Image: Russia #MeToo
Alena Popova holds a cardboard cut of lawmaker Leonid Slutsky during a protest earlier this month.Mladen Antonov / AFP - Getty Images file

But in a sign of the issues still facing many, several months after #IAmNotAfraidToSayIt swept social media, Parliament decriminalized some forms of domestic violence.

The amendment signed into law in February 2017 decriminalized first offenses of domestic violence that do not cause "serious harm requiring hospital treatment," according to Human Rights Watch. Abusers face a fine or up to 15 days’ arrest if they are found guilty.

More recently, though, a case involving three female journalists who went public with accusations of sexual harassment and assault against a senior lawmaker from the ultra-nationalist Liberal Democratic Party of Russia has shook up long-held assumptions about the treatment of women.

The women accused Leonid Slutsky, 50, the chairman of the State Duma’s foreign affairs committee, of sexually harassing them in separate incidents. The journalists recounted how he tried to kiss or touch them inappropriately and made insulting and sexualized comments.

Slutsky denied the accusations. Later, to mark International Women’s Day on March 8, he put out a statement apologizing for “wittingly or unwittingly” causing distress.

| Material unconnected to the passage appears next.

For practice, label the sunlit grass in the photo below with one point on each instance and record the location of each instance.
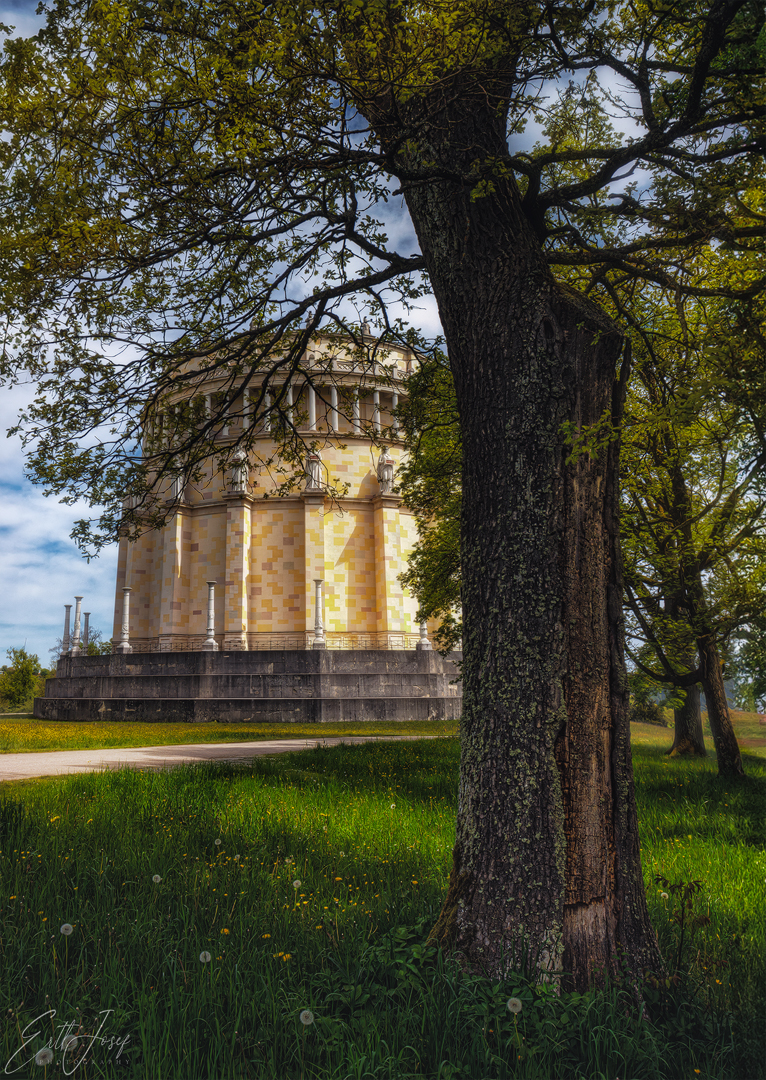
(367, 833)
(31, 734)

The response was initially muted, even at times critical of the women involved.

"These girl-journalists should have dressed more appropriately — after all, this is a public institution — and not walked around with bare bellybuttons," Tamara Pletnyova, the head of the Duma’s committee on family affairs, told Ekho Mosvky radio. “If it’s frightening for them, if they are offended here, then they don’t have to come here.”

Image: Leonid Slutsky
Leonid Slutsky.Alexander Nemenov / AFP - Getty Images

Two small demonstrations against Slutsky have been held outside of the Duma since last month, one on International Women’s Day and the other a few weeks later while the Duma’s ethics committee considered Slutsky’s case.

Amnesty International, which organized the protests, said its activists had been refused permission to hold a larger demonstration the first time around. Only one person was permitted to be a part of the picket at a time, so a series of women and men held posters one by one.

After a parliamentary panel exonerated Slutsky of any wrongdoing on March 21, some media outlets took a rare stand against the decision. Some journalists said they will stop professional interactions with him, as well as with the ethics committee, and others said they were pulling reporters from the Duma.

“If parliament members are allowed to neglect the dignity and security of people counting on the collective solidarity of the State Duma, then the rights of all — not just of journalists — are at risk,” an editorial in the business daily Vedomosti said.

So things may be changing, however slowly.

Ksenia Osenkova, a 28-year-old analyst for a energy company from Moscow, says she is skeptical of some of the claims that flowed out of #MeToo. However, she believes the allegations against Slutsky and the discussion around women’s place in society in general could drive change.

“It could make men think about what they do, if they really do these things,” she said, as well as giving women “the ability and strength to say something.”